Élu membre de la Chambre d’assemblée par les électeurs du comté de l’Assomption, en 1834, il vota en faveur des 92 résolutions, prit part aux débats qu’elles soulevèrent et se montra l’un des partisans les plus avancés de la résistance. Ayant appris, dans le mois de novembre 1837, qu’il devait être arrêté et sa tête mise à prix, il quitta la ville et s’enfuit aux États-Unis.

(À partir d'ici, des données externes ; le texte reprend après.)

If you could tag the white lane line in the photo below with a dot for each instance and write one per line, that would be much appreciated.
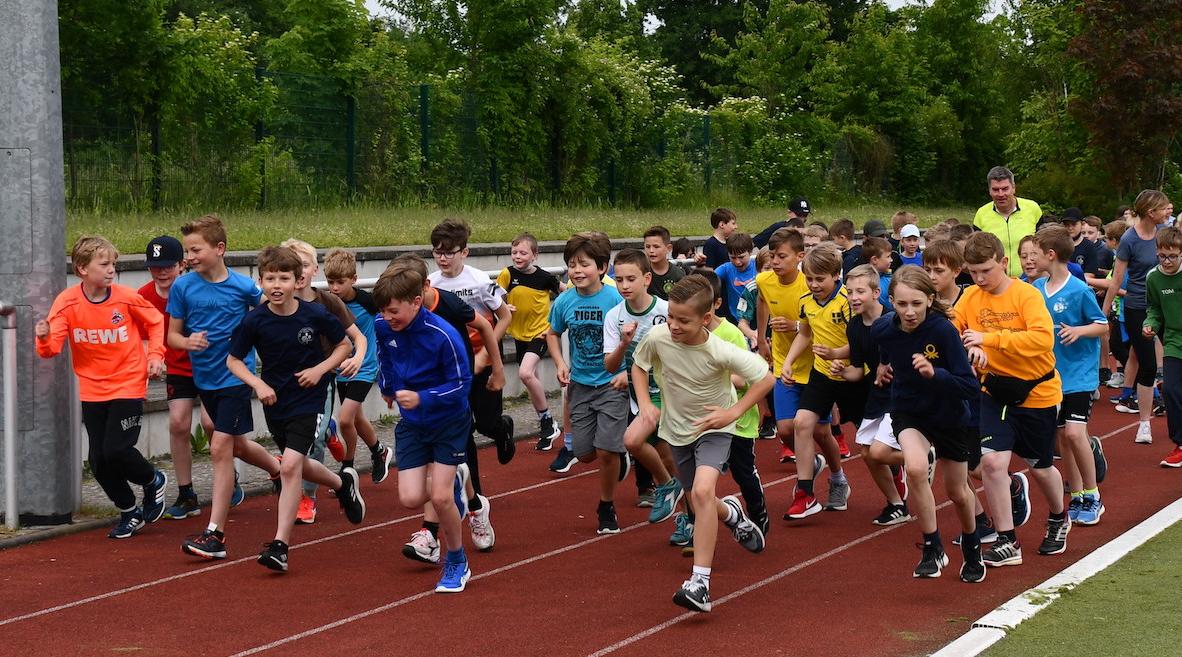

Il vécut la plus grande partie du temps à Swanton, Burlington et Rouse’s Point, et prit part aux préparatifs qui furent faits par les réfugiés canadiens, pendant l’hiver de 1838, pour organiser un autre soulèvement.

Il était un de ceux que lord Durham avait exclus des bénéfices de l’amnistie, mais lorsque la proclamation du célèbre gouverneur fut annulée par le gouvernement anglais, Rodier se hâta de retourner au Canada.

Il publia alors dans les journaux une lettre qui fut considérée comme un acte de soumission et de faiblesse et lui fit perdre en grande partie la popularité dont il jouissait parmi les patriotes.

Il se remit à l’exercice de sa profession et resta tranquille pendant les tristes événements de l’automne de 1838. L’année suivante, il mourait emporté par une maladie de vingt heures.

Sa mort fut considérée comme une perte sérieuse pour le barreau et la société dont il était l’un des ornements. Avec du travail et une vie un peu plus réglée, il serait devenu l’un des hommes les plus distingués du pays.